Menjelang pagi, tepatnya tanggal 21 Mei 1980,
Mr. Kim diam-diam pulang ke Seoul untuk memenuhi janji kepada putrinya di hari
Buddha. Namun hembusan angin fitnah mengarah pada warga Gwang-ju. Mr. Kim tahu
betul kondisi dan perjuangan warga di sana. Lalu fitnah menggoyahkan
kepulangannya ke Seoul. Warga Gwang-ju butuh pertolongannya.
Pada
akhirnya, ia kembali ke Gwang-ju dan berniat membantu Peter serta warga di
sana. Klimaks-nya, massa yang menyanyikan lagu kebangsaan justru ditembaki dan
diseret. Para supir taksi di Gwang-ju menghalangi tank pasukan militer yang
digunakan untuk menembak. Lalu mengevakuasi korban yang terluka.
Usai
adegan penyelamatan itu, Mr. Kim dan Peter bergegas ke Seoul karena tentara
telah mengendus bahaya darinya. Proses pelarian Mr. Kim dan Peter melibatkan
beberapa mobil taksi yang dipimpin oleh Tae-seol (Yoo Hae-jin). Aksi
kejar-kejaran berlangsung dramatis namun akhirnya Mr. Kim dan Peter berhasil
lolos. Meski harus kehilangan nyawa beberapa supir taksi Gwang-ju.
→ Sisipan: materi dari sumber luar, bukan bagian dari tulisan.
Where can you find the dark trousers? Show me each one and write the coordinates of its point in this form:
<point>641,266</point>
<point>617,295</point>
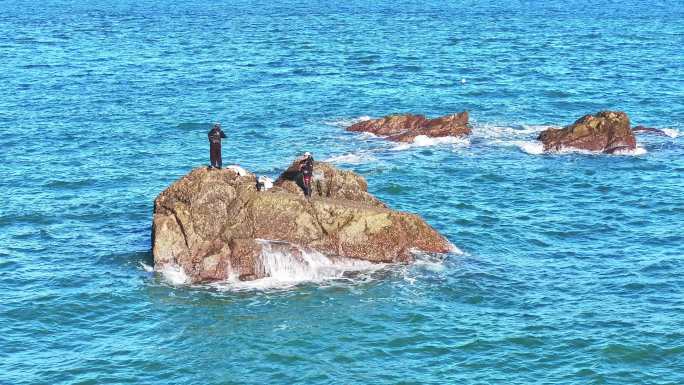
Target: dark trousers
<point>307,185</point>
<point>215,155</point>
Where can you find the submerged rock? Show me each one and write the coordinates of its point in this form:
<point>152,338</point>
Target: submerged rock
<point>212,223</point>
<point>405,128</point>
<point>606,131</point>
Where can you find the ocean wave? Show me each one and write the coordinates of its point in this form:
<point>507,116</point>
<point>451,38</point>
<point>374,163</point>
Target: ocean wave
<point>636,152</point>
<point>426,141</point>
<point>498,132</point>
<point>530,147</point>
<point>286,265</point>
<point>671,132</point>
<point>285,268</point>
<point>352,158</point>
<point>173,274</point>
<point>346,122</point>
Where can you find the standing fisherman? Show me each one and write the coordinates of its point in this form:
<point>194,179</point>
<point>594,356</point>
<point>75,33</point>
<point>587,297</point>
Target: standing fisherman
<point>215,136</point>
<point>306,168</point>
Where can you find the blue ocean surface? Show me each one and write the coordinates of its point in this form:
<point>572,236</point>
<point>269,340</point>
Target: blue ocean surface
<point>572,264</point>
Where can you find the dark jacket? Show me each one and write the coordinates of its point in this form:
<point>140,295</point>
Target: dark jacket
<point>215,135</point>
<point>307,166</point>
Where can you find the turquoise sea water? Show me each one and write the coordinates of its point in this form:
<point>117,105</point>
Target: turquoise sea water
<point>573,264</point>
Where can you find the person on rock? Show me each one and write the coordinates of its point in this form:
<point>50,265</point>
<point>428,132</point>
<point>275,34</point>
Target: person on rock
<point>306,169</point>
<point>215,136</point>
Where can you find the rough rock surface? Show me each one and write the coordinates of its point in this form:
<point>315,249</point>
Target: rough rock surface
<point>405,128</point>
<point>606,131</point>
<point>210,222</point>
<point>648,130</point>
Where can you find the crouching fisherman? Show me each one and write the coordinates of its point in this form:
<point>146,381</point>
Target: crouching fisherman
<point>215,136</point>
<point>306,170</point>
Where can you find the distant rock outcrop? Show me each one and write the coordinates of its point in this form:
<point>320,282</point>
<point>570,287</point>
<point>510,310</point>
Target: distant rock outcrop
<point>405,128</point>
<point>606,131</point>
<point>211,223</point>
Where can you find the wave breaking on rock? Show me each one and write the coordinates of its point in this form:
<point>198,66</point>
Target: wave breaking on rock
<point>211,225</point>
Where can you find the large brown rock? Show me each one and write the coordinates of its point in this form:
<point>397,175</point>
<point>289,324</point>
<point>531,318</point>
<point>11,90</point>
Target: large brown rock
<point>648,130</point>
<point>405,128</point>
<point>211,223</point>
<point>606,131</point>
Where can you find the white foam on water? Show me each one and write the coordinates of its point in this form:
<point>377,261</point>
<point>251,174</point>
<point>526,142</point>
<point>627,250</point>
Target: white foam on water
<point>368,135</point>
<point>671,132</point>
<point>266,182</point>
<point>530,147</point>
<point>146,267</point>
<point>636,152</point>
<point>426,141</point>
<point>239,170</point>
<point>346,122</point>
<point>287,265</point>
<point>352,158</point>
<point>173,274</point>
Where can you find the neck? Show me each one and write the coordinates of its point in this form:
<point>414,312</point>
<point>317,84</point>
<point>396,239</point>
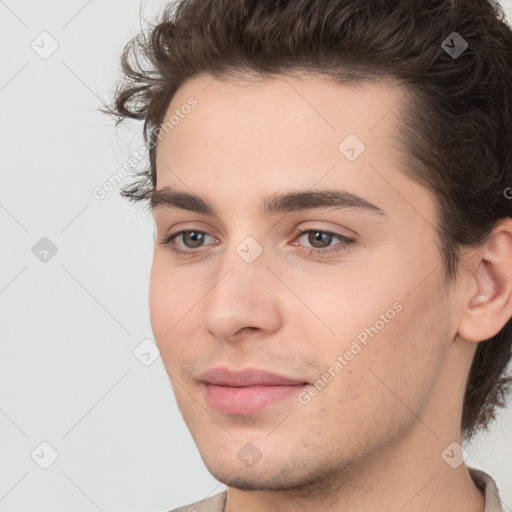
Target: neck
<point>411,475</point>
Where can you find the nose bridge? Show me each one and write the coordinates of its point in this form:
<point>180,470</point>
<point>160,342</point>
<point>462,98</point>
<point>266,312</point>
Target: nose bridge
<point>240,296</point>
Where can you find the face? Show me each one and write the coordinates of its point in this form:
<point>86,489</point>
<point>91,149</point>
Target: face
<point>342,297</point>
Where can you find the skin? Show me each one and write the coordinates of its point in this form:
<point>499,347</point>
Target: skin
<point>372,439</point>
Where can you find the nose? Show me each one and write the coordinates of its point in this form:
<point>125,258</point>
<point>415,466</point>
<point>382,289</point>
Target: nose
<point>244,299</point>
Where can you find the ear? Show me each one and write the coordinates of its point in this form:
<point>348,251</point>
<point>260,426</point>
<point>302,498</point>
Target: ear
<point>487,303</point>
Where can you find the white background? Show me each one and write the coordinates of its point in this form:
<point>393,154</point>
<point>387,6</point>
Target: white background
<point>69,326</point>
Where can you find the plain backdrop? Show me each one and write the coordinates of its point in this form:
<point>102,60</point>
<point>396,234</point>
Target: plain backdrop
<point>86,422</point>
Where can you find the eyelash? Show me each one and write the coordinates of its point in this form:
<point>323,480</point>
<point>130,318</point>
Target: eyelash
<point>345,243</point>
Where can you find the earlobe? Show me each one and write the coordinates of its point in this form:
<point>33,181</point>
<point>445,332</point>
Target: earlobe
<point>489,303</point>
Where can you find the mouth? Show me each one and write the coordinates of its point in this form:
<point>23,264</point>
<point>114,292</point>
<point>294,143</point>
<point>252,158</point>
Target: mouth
<point>248,391</point>
<point>247,399</point>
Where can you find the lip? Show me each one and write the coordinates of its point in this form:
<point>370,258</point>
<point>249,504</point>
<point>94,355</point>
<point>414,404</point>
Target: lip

Berita kekejaman di Gwang-ju akhirnya
tersiarkan ke seluruh dunia berkat Peter. Pada Desember 2003, Peter mendapatkan
penghargaan dari pemerintah Korea Selatan atas jasanya untuk Gwang-ju. Namun partner-nya, Mr. Kim tak lagi ia temukan
semenjak peristiwa Gwang-ju berakhir.
Mr.
Kim diduga memalsukan namanya menjadi Kim Sa-bok (aslinya Kim Man-seob). Peter
menyebutkan, perjuangannya tidak akan berhasil jika tidak ditemani dengan Mr.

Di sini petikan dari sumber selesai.